Understand this. A picture of the divine is hidden inside everyone’s heart. We wander, carrying this picture within us, hoping to find someone who resembles it, hoping to find someone on the outside to match this picture, to find the one whose picture it is. Until we meet that beloved of our very soul we will remain distressed, in pain; searching and pining for something. Sometimes you will find a face which, just for a moment, seems to resemble the one you are seeking and you call that love. But when you look more closely, things fall apart again. No, the resemblance was just an illusion. In the dim light, in the darkness, you felt there was a resemblance, but there never really was. You have missed again.
So when you see the lover, the vessel of love, at a distance, everything looks fine. But as soon as you come closer everything begins to go wrong – because no one’s face resembles the divine’s, even though the divine is hidden in all faces. No one’s face resembles the divine’s one hundred percent: perhaps one percent resembles it and the ninety-nine percent does not. It is this one percent that you see at the beginning of love, but then gradually the remaining ninety-nine percent emerge.

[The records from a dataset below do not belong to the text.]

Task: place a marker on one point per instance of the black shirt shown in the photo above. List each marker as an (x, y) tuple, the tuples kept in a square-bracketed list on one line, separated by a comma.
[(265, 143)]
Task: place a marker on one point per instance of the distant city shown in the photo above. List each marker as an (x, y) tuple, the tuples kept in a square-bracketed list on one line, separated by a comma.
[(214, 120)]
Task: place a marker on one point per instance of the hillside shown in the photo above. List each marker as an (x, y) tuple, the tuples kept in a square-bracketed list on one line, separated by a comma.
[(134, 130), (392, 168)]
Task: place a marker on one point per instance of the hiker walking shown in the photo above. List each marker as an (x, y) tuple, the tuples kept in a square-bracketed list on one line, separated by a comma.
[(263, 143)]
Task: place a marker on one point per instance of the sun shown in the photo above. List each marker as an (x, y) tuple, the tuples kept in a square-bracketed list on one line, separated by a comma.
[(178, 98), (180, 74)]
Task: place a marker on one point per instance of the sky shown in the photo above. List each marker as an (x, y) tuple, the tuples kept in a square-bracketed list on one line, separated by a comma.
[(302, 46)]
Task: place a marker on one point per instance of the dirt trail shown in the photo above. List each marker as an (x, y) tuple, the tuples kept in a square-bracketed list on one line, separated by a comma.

It is only through losing out in love again and again that a person enters into devotion one day. The failure of love proves the fact that, “I searched for you outside of myself and didn’t find you. Now I will search within. I searched for you in the body, in matter, in form, in beauty, and you were not there. Now I will search for you beyond beauty, in the formless. I searched for you in the ephemeral and….”
Just imagine: the moon is in the sky, it is night, the full moon is shining and you are sitting beside a lake. The lake is still. You feel that the moon is inside the lake. If you don’t look up, you will believe that the moon is in the lake.
I have heard:
It was the fasting month of Ramadan. Mulla Nasruddin was sitting beside a well. He was thirsty, so he peeped into the well to see how far down the water was. It was a full-moon night, and he saw the moon in the well. “Poor thing,” he said, “How did you get stuck in this well? Someone should get you out!”
There was no one else around. It was a very lonely place. He forgot all about his thirst and threw a rope into the well to catch the moon and to pull it out in some way – because otherwise what would become of the world? The rope became stuck on a rock somewhere in the well, but Mulla thought that things were going well, that the rope had attached itself to the moon, so he pulled with all his might.
The rope broke and he fell on his back with a thud. As he fell, he saw the moon in the sky, “It doesn’t matter,” he said. “I hurt myself a little but you have been rescued, oh Master Moon. That’s enough for me.”